You guys know I believe in transparency, but (if you’ve been reading my tuesday emails lately you know this), I also want to honor other peoples’ privacy. Plus, the actual details of what happened don’t matter in the slightest.
What matters is this: being a family is hard.
Conflict happens, people get triggered, and communication breaks down. Walls come flying up, and emotional doors get slammed in each other’s faces, and everyone feels like nobody is hearing them.
This is just a part of life.
But for me, it’s a relatively new part of life.
I’ve never lived near my family before, but I do now. I’ve never shied away from conflict by any means, but I’ve always had the option to just… leave. To go back to my real life and let everything cool off.
Now that I’m living here and see my family on a nearly-daily basis however, I no longer have the option to disengage. And that’s tough sometimes.
Which brings me to an important realization.
I am a strong-willed woman who knows what she needs to be happy, and is very, very good at getting it. I know how to put myself first, advocate for my needs, and get what I want. (Because of this, I’m great at teaching people how to assert themselves, create strong boundaries, and build a life that they can thrive in)
This skill set, like all skill sets, comes with some build-in limitations however. Pretty often, self-care for me has historically meant that I emotionally disengage.
As in… I’m there, fighting it out, and then something happens to create this shift for me, and I suddenly realize… huh. I don’t care enough about this person anymore to keep fighting. I’m done. I’m gone. Like a light switch.
This has happened in relationships, during the moment I realized we were done (note: this was not always the same moment as us breaking up), but it has also happened in friendships.
I never felt like I was choosing to disengage from someone in these moments. Instead, it felt like a door would close in my heart, and my connection (with the person whose door it was) would simply be… gone.

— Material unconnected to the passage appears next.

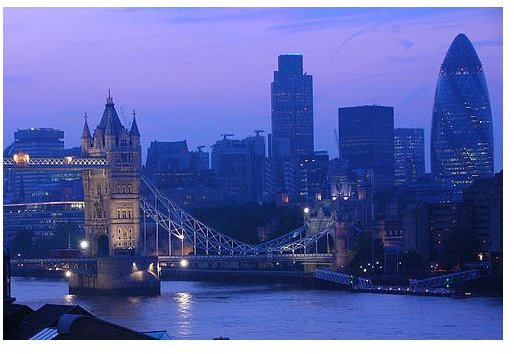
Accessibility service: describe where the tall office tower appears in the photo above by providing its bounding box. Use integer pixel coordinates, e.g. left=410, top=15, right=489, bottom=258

From the outside, this habit of disengagement has been described to me as “bringing down the guillotine” on someone. It has also been described as hurtful and selfish. It has even been described as hateful.
I wouldn’t know. It just felt like self-protection, to me.

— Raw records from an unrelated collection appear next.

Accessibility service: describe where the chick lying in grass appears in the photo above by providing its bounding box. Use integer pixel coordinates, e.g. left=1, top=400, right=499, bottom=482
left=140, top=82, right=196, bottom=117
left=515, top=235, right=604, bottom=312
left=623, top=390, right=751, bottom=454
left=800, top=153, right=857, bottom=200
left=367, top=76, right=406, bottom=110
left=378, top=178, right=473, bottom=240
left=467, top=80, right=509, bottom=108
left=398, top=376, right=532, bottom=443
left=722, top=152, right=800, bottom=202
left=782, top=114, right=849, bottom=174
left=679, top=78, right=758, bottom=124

Which brings me to the horrible, painful, infuriating, humbling lesson I’m learning right now:
With family, you don’t EVER get to close the heart door.

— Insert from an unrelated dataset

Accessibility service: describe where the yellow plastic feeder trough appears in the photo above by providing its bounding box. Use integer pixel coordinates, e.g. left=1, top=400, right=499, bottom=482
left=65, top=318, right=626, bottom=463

I mean, you do if you’re “breaking up” with a family member. (And yes, I believe sometimes that is the right choice.)
If you plan to stick around and participate in the family community, however, you do not.
Which means I need to skill-up, and fast.
I’ve never had to stay and fight it out.
I’ve never had to stay and fix something that I thought was broken.
I’ve never had to open a heart door after it was shut.
And that’s why I’m here, I think, in this exact place and time.
To learn how to re-open a heart door that has shut. To learn how to stay, and forgive, and accept, even when my instincts tell me to cut and run. To learn how to be more loving, and more expansive, than I ever had to be before.
My work this week will be to bring in some heavy machinery, and drill a fucking handle on a door I’ve thought was closed for over a decade.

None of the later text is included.